TenyxChat-7B-v1 is a 7 billion parameter chat model developed by Tenyx, built upon the OpenChat 3.5 base model. It utilizes Tenyx's advanced fine-tuning technology and the Direct Preference Optimization (DPO) framework, trained on the UltraFeedback dataset, to create a useful assistant.

Key Capabilities & Differentiators

  • Catastrophic Forgetting Mitigation: Tenyx's proprietary fine-tuning approach aims to prevent performance degradation on existing knowledge during continual fine-tuning, a common challenge for LLMs.

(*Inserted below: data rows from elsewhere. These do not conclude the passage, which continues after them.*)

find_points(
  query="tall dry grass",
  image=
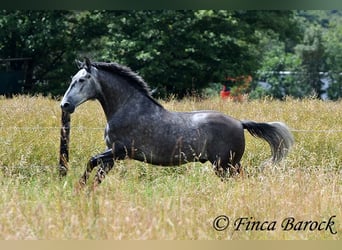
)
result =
(140, 201)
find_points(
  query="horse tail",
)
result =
(276, 134)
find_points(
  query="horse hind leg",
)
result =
(228, 167)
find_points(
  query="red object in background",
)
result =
(224, 93)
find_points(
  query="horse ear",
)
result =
(79, 64)
(87, 64)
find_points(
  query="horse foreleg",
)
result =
(106, 157)
(107, 164)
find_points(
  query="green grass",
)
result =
(140, 201)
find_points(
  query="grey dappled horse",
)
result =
(140, 128)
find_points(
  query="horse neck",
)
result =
(117, 94)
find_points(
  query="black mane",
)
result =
(136, 80)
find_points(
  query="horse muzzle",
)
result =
(68, 107)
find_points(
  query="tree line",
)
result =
(181, 52)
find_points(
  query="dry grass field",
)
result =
(140, 201)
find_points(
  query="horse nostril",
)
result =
(65, 105)
(68, 107)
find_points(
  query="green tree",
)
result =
(311, 53)
(333, 44)
(183, 51)
(53, 39)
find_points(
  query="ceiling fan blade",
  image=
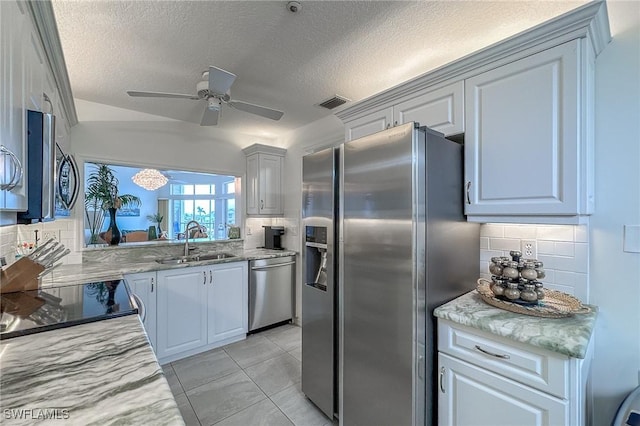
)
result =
(257, 110)
(161, 95)
(220, 81)
(210, 117)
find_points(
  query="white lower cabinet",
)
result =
(182, 311)
(145, 287)
(198, 308)
(484, 379)
(470, 395)
(227, 301)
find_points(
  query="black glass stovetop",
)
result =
(46, 309)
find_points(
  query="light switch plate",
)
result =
(631, 239)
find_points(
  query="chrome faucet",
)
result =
(186, 234)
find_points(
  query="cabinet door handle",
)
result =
(468, 191)
(501, 356)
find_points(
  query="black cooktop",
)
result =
(46, 309)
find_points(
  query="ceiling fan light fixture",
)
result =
(214, 104)
(149, 179)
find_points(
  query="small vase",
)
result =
(113, 227)
(151, 234)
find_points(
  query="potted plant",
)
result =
(156, 218)
(101, 195)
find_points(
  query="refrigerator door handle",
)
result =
(260, 268)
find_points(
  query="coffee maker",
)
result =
(273, 237)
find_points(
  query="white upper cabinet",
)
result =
(440, 109)
(15, 32)
(31, 64)
(264, 180)
(369, 124)
(525, 106)
(526, 152)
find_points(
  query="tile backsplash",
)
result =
(564, 249)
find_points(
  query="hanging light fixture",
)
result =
(149, 179)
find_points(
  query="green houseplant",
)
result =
(101, 195)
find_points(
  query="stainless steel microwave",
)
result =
(40, 168)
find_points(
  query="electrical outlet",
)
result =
(51, 233)
(529, 249)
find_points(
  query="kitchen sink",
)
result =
(213, 256)
(194, 258)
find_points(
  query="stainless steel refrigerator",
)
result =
(385, 243)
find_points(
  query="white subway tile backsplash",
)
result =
(581, 234)
(492, 230)
(564, 249)
(524, 232)
(484, 243)
(486, 255)
(582, 256)
(555, 233)
(565, 278)
(505, 244)
(546, 247)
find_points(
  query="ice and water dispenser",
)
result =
(316, 257)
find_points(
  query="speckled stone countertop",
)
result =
(115, 269)
(568, 336)
(100, 373)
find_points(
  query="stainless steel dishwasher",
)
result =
(271, 291)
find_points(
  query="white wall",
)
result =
(615, 275)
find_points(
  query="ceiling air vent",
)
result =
(333, 102)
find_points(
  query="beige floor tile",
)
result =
(202, 368)
(275, 374)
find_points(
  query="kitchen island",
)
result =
(99, 373)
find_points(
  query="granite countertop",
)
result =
(99, 373)
(103, 372)
(99, 271)
(568, 336)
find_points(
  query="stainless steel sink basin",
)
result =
(213, 256)
(194, 258)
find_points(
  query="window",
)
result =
(211, 204)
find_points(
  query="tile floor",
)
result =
(252, 382)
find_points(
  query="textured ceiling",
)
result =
(282, 60)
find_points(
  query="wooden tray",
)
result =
(555, 304)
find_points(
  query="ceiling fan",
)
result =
(215, 90)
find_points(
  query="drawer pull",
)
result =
(492, 354)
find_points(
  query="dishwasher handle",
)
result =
(142, 311)
(259, 268)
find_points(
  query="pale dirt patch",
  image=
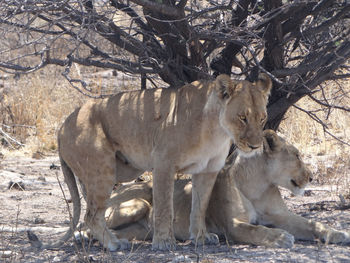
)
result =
(40, 207)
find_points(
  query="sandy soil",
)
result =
(31, 199)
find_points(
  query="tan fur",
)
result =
(245, 193)
(187, 130)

  • High MT-Bench Performance: At its release in January 2024, TenyxChat-7B-v1 was the highest-ranked 7B chat model on the MT-Bench evaluation, scoring an average of 8.103125. This benchmark assesses multi-turn conversational abilities across various categories like writing, reasoning, and coding.
  • Robust General Reasoning: Despite its chat optimization, the model demonstrates strong performance on the Open LLM Leaderboard benchmarks, including MMLU, Winogrande, GSM8k, ARC, HellaSwag, and TruthfulQA, indicating a balance between conversational and general reasoning skills.

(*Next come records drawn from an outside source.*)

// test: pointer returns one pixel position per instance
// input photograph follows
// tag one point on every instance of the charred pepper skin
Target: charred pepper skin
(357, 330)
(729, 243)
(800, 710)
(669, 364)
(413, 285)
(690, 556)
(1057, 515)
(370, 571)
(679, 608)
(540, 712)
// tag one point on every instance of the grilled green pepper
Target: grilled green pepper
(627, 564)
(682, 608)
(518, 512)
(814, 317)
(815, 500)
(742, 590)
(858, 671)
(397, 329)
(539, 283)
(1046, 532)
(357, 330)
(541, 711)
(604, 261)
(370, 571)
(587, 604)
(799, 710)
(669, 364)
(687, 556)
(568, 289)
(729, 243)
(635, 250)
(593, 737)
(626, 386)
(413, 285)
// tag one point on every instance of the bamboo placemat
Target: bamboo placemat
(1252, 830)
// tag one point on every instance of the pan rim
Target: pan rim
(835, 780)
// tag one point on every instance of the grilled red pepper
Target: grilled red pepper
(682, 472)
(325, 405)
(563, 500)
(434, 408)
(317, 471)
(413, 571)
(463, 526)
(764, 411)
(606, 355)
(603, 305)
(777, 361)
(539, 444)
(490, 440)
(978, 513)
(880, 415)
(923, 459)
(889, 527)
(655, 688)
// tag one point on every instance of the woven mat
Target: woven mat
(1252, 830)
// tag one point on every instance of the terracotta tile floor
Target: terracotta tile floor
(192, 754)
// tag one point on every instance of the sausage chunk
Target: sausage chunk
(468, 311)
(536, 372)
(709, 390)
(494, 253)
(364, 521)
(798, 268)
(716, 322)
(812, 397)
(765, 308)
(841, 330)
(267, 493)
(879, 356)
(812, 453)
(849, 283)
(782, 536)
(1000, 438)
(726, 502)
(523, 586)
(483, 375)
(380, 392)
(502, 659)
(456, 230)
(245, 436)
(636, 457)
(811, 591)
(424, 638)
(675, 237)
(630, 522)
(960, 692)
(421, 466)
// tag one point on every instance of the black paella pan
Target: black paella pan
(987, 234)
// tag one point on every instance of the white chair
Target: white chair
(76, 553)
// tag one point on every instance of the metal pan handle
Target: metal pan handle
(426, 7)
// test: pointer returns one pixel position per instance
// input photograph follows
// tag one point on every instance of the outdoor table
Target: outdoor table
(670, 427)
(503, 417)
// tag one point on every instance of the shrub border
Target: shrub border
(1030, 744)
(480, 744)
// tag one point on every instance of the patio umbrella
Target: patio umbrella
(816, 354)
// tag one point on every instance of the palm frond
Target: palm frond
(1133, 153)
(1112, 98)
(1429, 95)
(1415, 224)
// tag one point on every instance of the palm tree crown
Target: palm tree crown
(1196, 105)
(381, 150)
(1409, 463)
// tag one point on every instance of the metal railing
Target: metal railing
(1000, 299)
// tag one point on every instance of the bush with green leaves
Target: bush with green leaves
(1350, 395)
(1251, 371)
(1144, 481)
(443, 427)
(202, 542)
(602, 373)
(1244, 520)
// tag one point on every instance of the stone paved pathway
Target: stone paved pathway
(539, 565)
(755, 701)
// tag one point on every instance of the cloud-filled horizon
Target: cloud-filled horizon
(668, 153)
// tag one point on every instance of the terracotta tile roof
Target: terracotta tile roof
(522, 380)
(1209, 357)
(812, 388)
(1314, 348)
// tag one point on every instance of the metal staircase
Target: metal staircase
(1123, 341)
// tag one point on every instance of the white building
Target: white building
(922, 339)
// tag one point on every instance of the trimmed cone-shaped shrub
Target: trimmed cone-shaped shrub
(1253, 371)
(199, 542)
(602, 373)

  • Efficient Training: The model was trained using eight A100 GPUs (80GB) for only two hours, highlighting an efficient fine-tuning process.

Good For

  • Chatbot Applications: Its strong performance on MT-Bench makes it suitable for building responsive and coherent multi-turn conversational agents.

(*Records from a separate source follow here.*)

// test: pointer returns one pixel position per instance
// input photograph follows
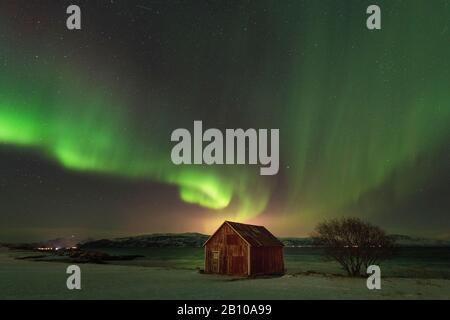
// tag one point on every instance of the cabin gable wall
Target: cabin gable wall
(226, 253)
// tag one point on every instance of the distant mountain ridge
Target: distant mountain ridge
(193, 239)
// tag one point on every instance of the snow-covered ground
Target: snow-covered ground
(21, 279)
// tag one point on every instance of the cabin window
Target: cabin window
(232, 239)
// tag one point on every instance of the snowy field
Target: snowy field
(22, 279)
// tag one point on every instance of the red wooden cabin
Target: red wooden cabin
(243, 249)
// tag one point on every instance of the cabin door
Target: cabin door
(215, 261)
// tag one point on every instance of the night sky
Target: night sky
(86, 116)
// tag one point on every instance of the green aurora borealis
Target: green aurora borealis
(364, 116)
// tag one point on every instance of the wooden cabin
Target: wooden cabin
(243, 249)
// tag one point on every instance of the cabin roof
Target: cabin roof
(255, 236)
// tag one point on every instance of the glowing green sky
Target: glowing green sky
(364, 116)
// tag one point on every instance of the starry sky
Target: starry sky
(86, 116)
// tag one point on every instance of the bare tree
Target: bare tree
(353, 243)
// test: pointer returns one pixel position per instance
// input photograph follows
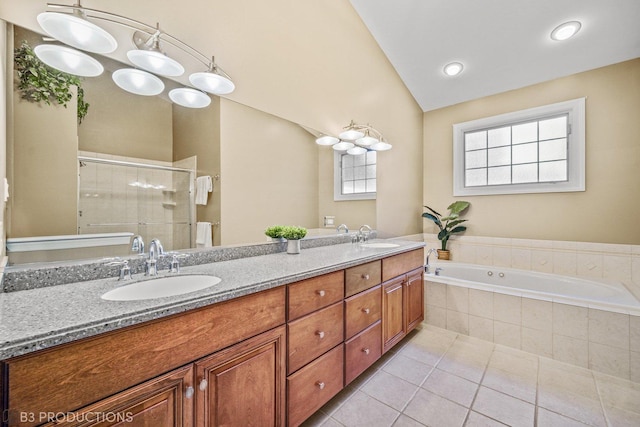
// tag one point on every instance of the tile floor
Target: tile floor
(439, 378)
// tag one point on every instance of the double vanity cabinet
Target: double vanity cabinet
(269, 358)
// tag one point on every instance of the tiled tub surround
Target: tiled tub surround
(583, 259)
(560, 327)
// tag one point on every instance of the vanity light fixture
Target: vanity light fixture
(74, 30)
(68, 60)
(356, 139)
(453, 69)
(149, 57)
(190, 98)
(73, 27)
(565, 31)
(138, 82)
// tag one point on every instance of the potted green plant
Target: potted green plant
(293, 234)
(275, 232)
(448, 225)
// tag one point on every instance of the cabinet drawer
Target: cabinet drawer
(362, 351)
(314, 385)
(362, 277)
(396, 265)
(315, 293)
(362, 310)
(312, 335)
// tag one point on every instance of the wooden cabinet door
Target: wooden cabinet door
(415, 298)
(393, 323)
(166, 401)
(243, 385)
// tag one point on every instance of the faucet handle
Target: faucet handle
(125, 271)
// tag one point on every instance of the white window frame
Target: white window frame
(575, 109)
(337, 182)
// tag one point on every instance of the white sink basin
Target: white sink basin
(379, 245)
(161, 287)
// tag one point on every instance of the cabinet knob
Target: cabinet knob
(188, 393)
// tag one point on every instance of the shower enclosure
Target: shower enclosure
(149, 199)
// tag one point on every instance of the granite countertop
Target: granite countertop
(40, 318)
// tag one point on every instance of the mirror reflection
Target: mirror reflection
(131, 166)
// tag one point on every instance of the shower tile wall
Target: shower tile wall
(143, 201)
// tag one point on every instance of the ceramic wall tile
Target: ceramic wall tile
(481, 303)
(610, 329)
(458, 298)
(571, 350)
(507, 308)
(436, 294)
(609, 360)
(537, 314)
(571, 321)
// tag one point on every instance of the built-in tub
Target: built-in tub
(588, 323)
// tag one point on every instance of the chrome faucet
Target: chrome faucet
(155, 251)
(343, 227)
(363, 233)
(426, 262)
(137, 244)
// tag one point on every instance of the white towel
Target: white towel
(204, 186)
(203, 235)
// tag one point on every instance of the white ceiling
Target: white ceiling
(503, 44)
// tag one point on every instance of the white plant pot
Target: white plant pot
(293, 246)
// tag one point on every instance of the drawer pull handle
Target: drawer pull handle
(188, 393)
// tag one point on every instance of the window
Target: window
(355, 176)
(529, 151)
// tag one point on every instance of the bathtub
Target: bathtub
(600, 294)
(588, 323)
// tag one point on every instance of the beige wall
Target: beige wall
(269, 174)
(44, 173)
(309, 62)
(606, 212)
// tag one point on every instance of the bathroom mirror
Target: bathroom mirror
(249, 168)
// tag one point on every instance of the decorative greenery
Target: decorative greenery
(274, 231)
(293, 232)
(40, 83)
(450, 224)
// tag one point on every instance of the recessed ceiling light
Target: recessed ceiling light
(566, 30)
(453, 69)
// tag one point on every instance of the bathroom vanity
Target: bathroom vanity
(267, 353)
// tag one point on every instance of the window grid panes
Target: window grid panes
(358, 173)
(520, 153)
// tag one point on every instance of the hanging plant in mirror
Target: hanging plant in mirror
(40, 83)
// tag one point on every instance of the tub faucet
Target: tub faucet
(155, 251)
(137, 244)
(426, 262)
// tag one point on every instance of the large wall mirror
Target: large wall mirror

  • Assistant-like Interactions: Designed to function as a useful assistant, it can handle a variety of user queries in a conversational context.
  • Applications Requiring Continual Learning: The focus on mitigating catastrophic forgetting suggests potential for scenarios where models need to be updated or fine-tuned further without losing previously acquired knowledge.